After bugging me for half a semester to date, constantly texting me while I was out, and always coming to dinner and just showing up at my door unannounced, I asked this girl out. She broke up with me 3 weeks later saying, "We were better as friends…"

-Anonymous

My girlfriend flaked on sex with me for a piece of pie.

-Anonymous

So it's the summer before I am supposed to go to college. My friends and I had eaten Taco Bell for lunch, I would come to regret this decision. I went over to my girlfriend's house (now my ex)  because she had an awesome swimming pool and I wanted to cool off after a long run. We were both virgins, and had been talking about having sex before we both went off to different schools. We waited for her parents to leave, and we went down to the basement to mess around. We fooled about for a bit, and she told me to run to my car and get the condom. I was wearing board shorts, so I had no underwear on. As I was walking to the car, I felt a little rumble in the belly and thought it was just a fart, so I let loose. I was incorrect. I ended up sh*tting down my own leg. I freaked out, I had no idea what to do. Luckily we only lived about 6 miles from each other. I just drove home, ran inside and changed, and came back to her house. Her parents had come back by then, and she was a little confused when I returned. I told her I had an asthma attack because I was so nervous and had gone home to get my inhaler. I left for college 2 days later, we never had sex. 

-Anonymous

I asked my boyfriend if I was fat.  He told me, “No, I don’t date fat girls.”  I don't know whether to be happy I'm not fat or mad that my boyfriend is a dick.

-Anonymous

So I was on a training trip with my swim team in Key Largo this past winter, and one day we decide to hit up Key West. On the team was this girl who I liked, and I was pretty sure she liked me. The only thing was, since she was noticeably hot, locals were mad fucking creepy to her. 1: we got invited into a brothel. 2:Some old dude with a video camera taped her boobs as we walked by. 3: Five minutes later some old bum walked up to her and said "HONEY! I'M HOME!!!" then cackled loudly. Funny, but it made things kind of uncomfortable. Fuck weird people.

-PJ

The first time I went home with a guy I had just started seeing, he didn't tell me until we got to his house that he didn't have a bed, or a bedroom, and that he slept on the couch. Well, being drunk and horny, I decided that wasn't a big enough deal to make me leave. We just pushed the ottoman up to the couch and it actually made a pretty decent bed for us to have fun in all night. I woke up the next morning to him jumping up with a "Crap, my dad's here." Being hungover and waking up in an unfamiliar environment and generally confused, I didn't move fast enough to do anything but sit up and watch him bolt into the other room.
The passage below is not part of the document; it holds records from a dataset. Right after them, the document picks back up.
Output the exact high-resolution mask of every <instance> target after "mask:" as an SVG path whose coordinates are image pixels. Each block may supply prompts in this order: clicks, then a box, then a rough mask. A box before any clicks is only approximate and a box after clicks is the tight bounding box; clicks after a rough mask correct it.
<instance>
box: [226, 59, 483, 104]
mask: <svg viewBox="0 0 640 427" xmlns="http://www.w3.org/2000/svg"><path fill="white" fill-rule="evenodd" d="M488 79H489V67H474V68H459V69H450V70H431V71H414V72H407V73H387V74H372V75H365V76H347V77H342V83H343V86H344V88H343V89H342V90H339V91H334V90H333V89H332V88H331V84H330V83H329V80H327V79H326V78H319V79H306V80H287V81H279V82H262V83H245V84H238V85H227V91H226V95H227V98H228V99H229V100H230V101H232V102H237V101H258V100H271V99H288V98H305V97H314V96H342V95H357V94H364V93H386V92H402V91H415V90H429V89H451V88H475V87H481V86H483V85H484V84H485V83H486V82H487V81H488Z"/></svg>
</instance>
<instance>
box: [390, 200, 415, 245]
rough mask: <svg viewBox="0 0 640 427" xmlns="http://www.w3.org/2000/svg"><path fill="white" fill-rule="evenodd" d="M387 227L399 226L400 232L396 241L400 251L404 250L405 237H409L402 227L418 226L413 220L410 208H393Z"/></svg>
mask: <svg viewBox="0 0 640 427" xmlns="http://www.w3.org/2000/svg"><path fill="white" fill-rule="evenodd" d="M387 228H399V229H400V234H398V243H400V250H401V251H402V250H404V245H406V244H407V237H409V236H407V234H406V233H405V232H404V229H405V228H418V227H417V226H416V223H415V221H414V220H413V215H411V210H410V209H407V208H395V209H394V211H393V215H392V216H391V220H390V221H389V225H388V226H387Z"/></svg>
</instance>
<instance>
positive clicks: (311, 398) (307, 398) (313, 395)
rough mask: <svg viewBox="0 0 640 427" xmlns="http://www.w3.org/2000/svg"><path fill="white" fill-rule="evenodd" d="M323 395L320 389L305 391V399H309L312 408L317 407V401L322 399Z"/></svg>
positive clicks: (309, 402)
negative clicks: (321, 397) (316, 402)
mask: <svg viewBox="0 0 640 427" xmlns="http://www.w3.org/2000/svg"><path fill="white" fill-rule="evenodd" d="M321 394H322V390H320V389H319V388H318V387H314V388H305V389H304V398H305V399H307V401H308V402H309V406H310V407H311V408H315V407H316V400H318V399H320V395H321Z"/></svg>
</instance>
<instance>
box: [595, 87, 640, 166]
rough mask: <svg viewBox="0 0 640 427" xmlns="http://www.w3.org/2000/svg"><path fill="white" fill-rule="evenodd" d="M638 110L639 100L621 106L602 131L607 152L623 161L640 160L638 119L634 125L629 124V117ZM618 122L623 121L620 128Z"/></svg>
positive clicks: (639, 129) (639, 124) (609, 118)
The next second, as his dad was walking up the stairs, I pulled the blanket up to cover my naked bottom half. Without missing a beat, his dad walked over to me, stepping over my pants and thong on the floor, extended his hand and introduced himself. The first time I ever met anyone in his family I was half naked and he was too chicken to even stay in the room and help me through this extremely awkward situation. I still dated him for 2 years after that.
-K, Richard Bland

My friend tried to set me up with his girlfriend's friend. According to him, the last guy she dated was at least six inches shorter than her, so my chances were "looking good." A few weeks later we went on a double date. My date had thinning hair and puffy eyelids, which made her look like Gollum from Lord of the Rings. The kicker? She's the one who turned ME down.

-Jay

One day I was hanging out with my girlfriend, just talking, and somehow our conversation leads to talking about ghosts. She starts talking about how some of her friends are really dumb and actually believe in ghosts, so i look at her with a hurt face and say "my cousin was killed by a ghost," to which she replied "oh my god im so sorry," and she was totally serious. I will never let her forget that.